Only 53% of companies plan to focus on improving working capital in 2013
(Toronto, 20 February 2013) While 80% of Canada’s financial executives remain focused on increasing operational efficiency and reducing costs this year, only 53% are looking at ways to improve working capital. That could be a missed opportunity, according to a new Canadian Financial Executives Research Foundation (CFERF) study sponsored by EY.
“The importance of effective working capital management is often overlooked,” says Michael Conway, Chief Executive and National President of Financial Executives International (FEI) Canada. “Skillful cash management and good cash forecasting are keys to the successful financing of any enterprise.”
Working capital optimization, published by CFERF, the research arm of FEI Canada, found 48% of companies undertook a working capital improvement program and, of those that did, 69% said they achieved a high success rate. Although businesses remain highly focused on cost reduction (80%), profitability improvement (75%) and system implementations (50%), the findings suggest that a balanced approach to managing competing priorities can generate significant returns.
“The impact of cash flow should ultimately be ingrained in all initiatives,” explains Simon Rockcliffe, Senior Manager, Working Capital Advisory Services at EY. “Anything from renegotiating supplier contracts to reducing manufacturing waste can have an impact on working capital performance, so it makes sense to ensure that impact is considered and the results optimized, both in the short- and long-term.”
The survey also found companies that tended to be more proactive – by executing improvement initiatives, reviewing performance more frequently and reporting more accurate cash forecasts – were the ones that placed high importance on working capital management.
“Too often, working capital management has become a reactive, month-end or even window dressing exercise,” adds Rockcliffe. “While there’s no silver bullet for improving working capital performance, every organization should adopt a tailored approach if they hope to enhance overall business performance.”
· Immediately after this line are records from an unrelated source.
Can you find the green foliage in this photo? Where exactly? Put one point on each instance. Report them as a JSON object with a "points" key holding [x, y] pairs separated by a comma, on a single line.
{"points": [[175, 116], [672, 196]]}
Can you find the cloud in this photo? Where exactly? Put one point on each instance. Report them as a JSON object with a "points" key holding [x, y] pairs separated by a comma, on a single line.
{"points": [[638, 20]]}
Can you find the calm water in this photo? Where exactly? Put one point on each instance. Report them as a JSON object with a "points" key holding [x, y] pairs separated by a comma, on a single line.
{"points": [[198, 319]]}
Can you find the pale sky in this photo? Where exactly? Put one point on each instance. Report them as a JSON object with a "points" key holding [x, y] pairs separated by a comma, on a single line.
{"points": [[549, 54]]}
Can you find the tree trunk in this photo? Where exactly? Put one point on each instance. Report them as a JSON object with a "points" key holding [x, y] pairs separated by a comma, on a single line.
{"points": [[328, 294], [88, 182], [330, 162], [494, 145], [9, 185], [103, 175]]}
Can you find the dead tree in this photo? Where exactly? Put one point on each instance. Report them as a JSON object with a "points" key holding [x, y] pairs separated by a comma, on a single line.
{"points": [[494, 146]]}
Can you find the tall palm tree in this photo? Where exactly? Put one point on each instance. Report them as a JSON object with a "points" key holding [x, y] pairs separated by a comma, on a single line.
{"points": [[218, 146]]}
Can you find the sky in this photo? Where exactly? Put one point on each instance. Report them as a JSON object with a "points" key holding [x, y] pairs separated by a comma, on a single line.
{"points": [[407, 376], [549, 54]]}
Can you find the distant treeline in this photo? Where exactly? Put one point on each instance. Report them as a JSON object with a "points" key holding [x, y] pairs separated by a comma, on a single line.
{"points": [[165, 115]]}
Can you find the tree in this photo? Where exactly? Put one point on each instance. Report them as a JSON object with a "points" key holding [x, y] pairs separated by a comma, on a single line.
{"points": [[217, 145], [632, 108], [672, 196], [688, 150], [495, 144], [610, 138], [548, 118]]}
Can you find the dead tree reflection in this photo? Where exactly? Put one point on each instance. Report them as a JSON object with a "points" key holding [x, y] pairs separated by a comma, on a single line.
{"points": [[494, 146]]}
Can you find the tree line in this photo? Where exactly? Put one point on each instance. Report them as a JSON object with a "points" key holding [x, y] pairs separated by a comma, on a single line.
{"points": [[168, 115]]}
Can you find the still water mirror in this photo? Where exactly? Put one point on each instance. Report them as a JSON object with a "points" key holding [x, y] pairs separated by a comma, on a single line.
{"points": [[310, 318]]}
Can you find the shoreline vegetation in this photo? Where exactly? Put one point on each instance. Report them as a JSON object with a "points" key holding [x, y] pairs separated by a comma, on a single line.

“Finance executives have many competing priorities moving into 2013 and management’s time will become ever more precious,” adds Conway. “But ensuring a focus on cash and working capital can have substantial payback, rapidly generating liquidity that can be reinvested into the business.”
About the survey
The study comprises the results of an online survey of Canadian financial executives in November 2012. Further insights were gathered at executive roundtables in Toronto and Montreal. More than half (56%) of respondents were CFOs, and 17% held the title of VP Finance. Respondents were drawn from a wide range of industry groups and sectors. Of respondents, 55% were from private companies, and 35% from public.
About the Canadian Financial Executives Research Foundation
CFERF is the non-profit research institute of FEI Canada. The foundation’s mandate is to advance the profession and practices of financial management through research. CFERF undertakes objective research projects relevant to the needs of Canada’s senior financial executives in working toward the advancement of corporate efficiency in Canada.
About Financial Executives International Canada
FEI Canada is the all-industry professional membership association for senior financial executives. With 11 chapters across Canada and 1,800 members, it provides professional development, thought leadership and advocacy services to its members. The association membership, which consists of chief financial officers, audit committee directors and senior executives in the finance, controller, treasury and taxation functions, represents a significant number of Canada’s leading and most influential corporations.